A $10,000 prize to be put toward lease payments awaits an entrepreneur who plans to start a business in downtown Tiffin.
Heidelberg University, Tiffin Charitable Foundation, Tiffin Tomorrow and Tiffin University are sponsoring "The New Business Competition," and a release from TU states a $10,000 grant is to be awarded as the first year's lease payments for the entrepreneur.
"I love seeing the two (school) institutions work together. ... I hope we have a really good turnout," said Lillian Schumacher, dean of TU's business school.
Haseeb Ahmed, dean of Heidelberg's business school, said the project is divided into three phases.
"We are looking for a start-up," he said.
The first phase, which occurred in November and December, involved the universities working together to develop an application for the entrepreneurs.
Ahmed said the instrument is based on success factors, such as experience in the line of business, access to capital and networking, for an entrepreneur.
Tiffin Charitable Foundation distributed the application, and a launching ceremony for the project is scheduled for 7 p.m. Jan. 26 at The National Theatre at The Ritz Theatre. Ahmed said the free program is for interested entrepreneurs, members of the business community and anyone interested in the project.
Ahmed said a group of students will select 10 entrepreneurs from the applicant pool, and both schools will work with the 10 people in developing a business plan, which is part of the second phase of the project.
Heidelberg and TU each are offering a class in business and economic theory this semester.
Schumacher said Monday was the first class at TU, and it went well.
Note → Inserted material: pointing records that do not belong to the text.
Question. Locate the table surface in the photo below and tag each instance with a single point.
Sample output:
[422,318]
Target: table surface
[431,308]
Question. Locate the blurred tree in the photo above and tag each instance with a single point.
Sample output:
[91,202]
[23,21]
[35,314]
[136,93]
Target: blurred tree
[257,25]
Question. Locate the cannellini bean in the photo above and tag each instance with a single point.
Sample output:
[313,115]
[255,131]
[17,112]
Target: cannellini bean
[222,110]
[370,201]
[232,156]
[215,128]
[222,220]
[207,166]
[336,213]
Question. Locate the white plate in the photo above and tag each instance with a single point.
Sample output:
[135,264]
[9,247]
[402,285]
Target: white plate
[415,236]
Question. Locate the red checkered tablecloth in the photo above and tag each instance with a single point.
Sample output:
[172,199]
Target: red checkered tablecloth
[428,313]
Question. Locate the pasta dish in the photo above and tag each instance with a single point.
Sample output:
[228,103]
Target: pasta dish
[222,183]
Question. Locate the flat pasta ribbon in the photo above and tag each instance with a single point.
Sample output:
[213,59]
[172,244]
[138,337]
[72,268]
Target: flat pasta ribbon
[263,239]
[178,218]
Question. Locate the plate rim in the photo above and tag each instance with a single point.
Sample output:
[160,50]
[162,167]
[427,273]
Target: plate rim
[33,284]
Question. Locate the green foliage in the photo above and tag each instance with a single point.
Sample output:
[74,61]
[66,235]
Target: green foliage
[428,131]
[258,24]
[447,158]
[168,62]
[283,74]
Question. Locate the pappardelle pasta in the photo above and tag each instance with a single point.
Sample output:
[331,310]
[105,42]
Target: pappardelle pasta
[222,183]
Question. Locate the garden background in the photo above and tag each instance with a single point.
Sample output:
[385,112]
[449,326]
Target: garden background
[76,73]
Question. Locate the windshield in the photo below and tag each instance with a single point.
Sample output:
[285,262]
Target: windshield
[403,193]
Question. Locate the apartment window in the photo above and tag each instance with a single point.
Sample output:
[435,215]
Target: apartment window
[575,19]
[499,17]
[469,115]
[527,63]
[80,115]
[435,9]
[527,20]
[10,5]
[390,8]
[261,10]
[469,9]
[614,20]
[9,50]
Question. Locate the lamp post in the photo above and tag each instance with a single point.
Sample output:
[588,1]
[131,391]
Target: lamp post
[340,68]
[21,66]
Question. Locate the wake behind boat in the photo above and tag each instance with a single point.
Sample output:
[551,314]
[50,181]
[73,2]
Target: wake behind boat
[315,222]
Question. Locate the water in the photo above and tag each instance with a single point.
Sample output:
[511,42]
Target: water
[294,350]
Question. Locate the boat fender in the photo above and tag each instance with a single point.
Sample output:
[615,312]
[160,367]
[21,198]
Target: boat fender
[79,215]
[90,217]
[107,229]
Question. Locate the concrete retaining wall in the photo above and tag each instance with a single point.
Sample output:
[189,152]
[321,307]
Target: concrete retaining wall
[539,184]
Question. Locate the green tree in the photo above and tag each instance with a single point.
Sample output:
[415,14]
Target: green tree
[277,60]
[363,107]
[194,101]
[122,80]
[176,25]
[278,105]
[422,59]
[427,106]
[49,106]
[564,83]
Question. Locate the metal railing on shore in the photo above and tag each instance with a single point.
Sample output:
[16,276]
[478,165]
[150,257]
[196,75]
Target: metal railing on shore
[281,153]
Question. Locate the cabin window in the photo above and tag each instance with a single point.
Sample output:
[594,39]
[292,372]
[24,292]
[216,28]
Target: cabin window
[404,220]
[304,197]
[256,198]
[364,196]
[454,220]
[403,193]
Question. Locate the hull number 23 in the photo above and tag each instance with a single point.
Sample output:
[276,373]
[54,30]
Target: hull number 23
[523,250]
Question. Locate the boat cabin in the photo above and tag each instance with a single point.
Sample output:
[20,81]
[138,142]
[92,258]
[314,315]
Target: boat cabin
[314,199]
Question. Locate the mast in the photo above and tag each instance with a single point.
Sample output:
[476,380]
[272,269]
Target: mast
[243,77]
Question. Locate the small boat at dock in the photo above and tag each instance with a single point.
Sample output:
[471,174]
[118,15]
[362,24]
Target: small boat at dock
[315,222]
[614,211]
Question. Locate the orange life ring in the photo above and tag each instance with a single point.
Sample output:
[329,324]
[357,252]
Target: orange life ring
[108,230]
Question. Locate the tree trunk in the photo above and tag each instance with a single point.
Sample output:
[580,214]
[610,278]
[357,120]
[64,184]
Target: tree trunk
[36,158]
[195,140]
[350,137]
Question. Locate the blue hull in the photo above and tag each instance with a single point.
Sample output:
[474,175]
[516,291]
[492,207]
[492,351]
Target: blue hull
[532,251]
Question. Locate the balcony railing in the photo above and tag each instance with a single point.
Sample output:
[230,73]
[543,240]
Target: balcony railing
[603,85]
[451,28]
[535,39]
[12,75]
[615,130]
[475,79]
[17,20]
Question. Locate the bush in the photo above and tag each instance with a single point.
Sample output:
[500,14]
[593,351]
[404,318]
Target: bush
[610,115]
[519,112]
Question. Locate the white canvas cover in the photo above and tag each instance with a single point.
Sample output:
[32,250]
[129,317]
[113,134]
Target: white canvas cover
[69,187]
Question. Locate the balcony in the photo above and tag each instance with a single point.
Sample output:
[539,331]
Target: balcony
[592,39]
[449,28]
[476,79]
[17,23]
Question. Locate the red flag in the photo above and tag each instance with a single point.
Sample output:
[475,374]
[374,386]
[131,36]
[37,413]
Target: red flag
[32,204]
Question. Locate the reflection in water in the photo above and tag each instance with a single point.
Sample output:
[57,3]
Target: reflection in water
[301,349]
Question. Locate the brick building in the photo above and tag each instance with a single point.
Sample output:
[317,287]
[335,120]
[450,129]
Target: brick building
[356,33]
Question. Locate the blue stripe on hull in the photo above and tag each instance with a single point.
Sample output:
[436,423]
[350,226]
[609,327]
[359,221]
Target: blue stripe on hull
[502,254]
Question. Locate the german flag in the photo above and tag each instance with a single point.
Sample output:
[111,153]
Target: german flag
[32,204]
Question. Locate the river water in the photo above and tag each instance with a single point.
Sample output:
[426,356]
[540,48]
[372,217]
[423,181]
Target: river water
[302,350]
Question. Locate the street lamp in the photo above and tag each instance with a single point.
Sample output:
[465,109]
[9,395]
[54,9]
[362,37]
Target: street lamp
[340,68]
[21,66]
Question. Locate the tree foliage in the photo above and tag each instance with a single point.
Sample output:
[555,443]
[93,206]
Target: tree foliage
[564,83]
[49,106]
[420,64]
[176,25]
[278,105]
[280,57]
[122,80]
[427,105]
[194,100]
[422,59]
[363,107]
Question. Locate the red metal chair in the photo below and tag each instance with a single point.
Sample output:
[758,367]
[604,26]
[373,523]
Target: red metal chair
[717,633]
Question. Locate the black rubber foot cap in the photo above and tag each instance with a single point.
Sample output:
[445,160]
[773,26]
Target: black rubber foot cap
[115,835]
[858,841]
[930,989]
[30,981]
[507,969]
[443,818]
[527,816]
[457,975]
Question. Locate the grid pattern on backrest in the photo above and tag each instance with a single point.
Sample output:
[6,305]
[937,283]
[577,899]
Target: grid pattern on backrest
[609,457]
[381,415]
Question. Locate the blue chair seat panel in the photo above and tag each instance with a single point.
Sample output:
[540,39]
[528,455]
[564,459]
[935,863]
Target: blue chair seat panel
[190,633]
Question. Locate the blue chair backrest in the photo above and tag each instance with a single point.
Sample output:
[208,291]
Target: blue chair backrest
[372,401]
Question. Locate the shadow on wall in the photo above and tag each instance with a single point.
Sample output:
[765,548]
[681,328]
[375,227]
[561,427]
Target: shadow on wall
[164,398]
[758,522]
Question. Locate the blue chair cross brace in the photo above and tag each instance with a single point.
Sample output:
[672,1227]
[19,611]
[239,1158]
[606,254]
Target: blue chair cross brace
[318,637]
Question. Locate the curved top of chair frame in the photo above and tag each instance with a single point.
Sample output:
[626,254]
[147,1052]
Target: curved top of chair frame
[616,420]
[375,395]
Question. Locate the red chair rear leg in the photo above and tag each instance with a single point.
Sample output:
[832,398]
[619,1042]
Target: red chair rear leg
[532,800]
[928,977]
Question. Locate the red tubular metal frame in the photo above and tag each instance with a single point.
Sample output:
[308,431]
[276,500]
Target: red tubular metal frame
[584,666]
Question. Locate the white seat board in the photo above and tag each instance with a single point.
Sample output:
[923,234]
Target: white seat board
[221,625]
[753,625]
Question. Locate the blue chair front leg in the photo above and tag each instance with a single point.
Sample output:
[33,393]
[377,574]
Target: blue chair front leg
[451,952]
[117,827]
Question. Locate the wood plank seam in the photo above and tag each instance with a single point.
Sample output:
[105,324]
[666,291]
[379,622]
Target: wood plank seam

She said she is having students read books to help them understand what it means to be an entrepreneur and build successful business plans, and they looked at parts of the project.
"We kind of divided the class into project teams," she said.
Schumacher said students responded well to the project Monday.
"They're very excited. ... I actually had to turn some students away because it was going to get too big," she said.
During the second phase of the project, each student is to work as a consultant with the selected entrepreneurs and are to offer workshops. Seminars could focus on the lender's perspective of a loan application, securing financial support, marketing, competition, branding, the possible legal structure of a business, tax advice, opportunities available through the government, human resources and hiring.
Officials want the entrepreneurs to succeed and sustain business in the long run, and at the end of April, they should have a well-prepared business plan, Ahmed said.
The participants are to present their business opportunity to a group of judges.
According to the release from TU, The White Fund of Tiffin Charitable Foundation will make a grant in the amount of the first year's lease payments, up to $10,000, if the panel feels one of the business plans is ready to launch.
Students are to assist with the start-up and growth phase.
Schumacher said the value of the project to students is huge, and she is a big advocate of linking theory to practice, which is what the project is doing.
Students have a great opportunity to learn from the wide variance of candidates the project is going to get, she said.
"They're going to be working under some pretty ... emerging ideas, themes, a little bit of ambiguity," she said.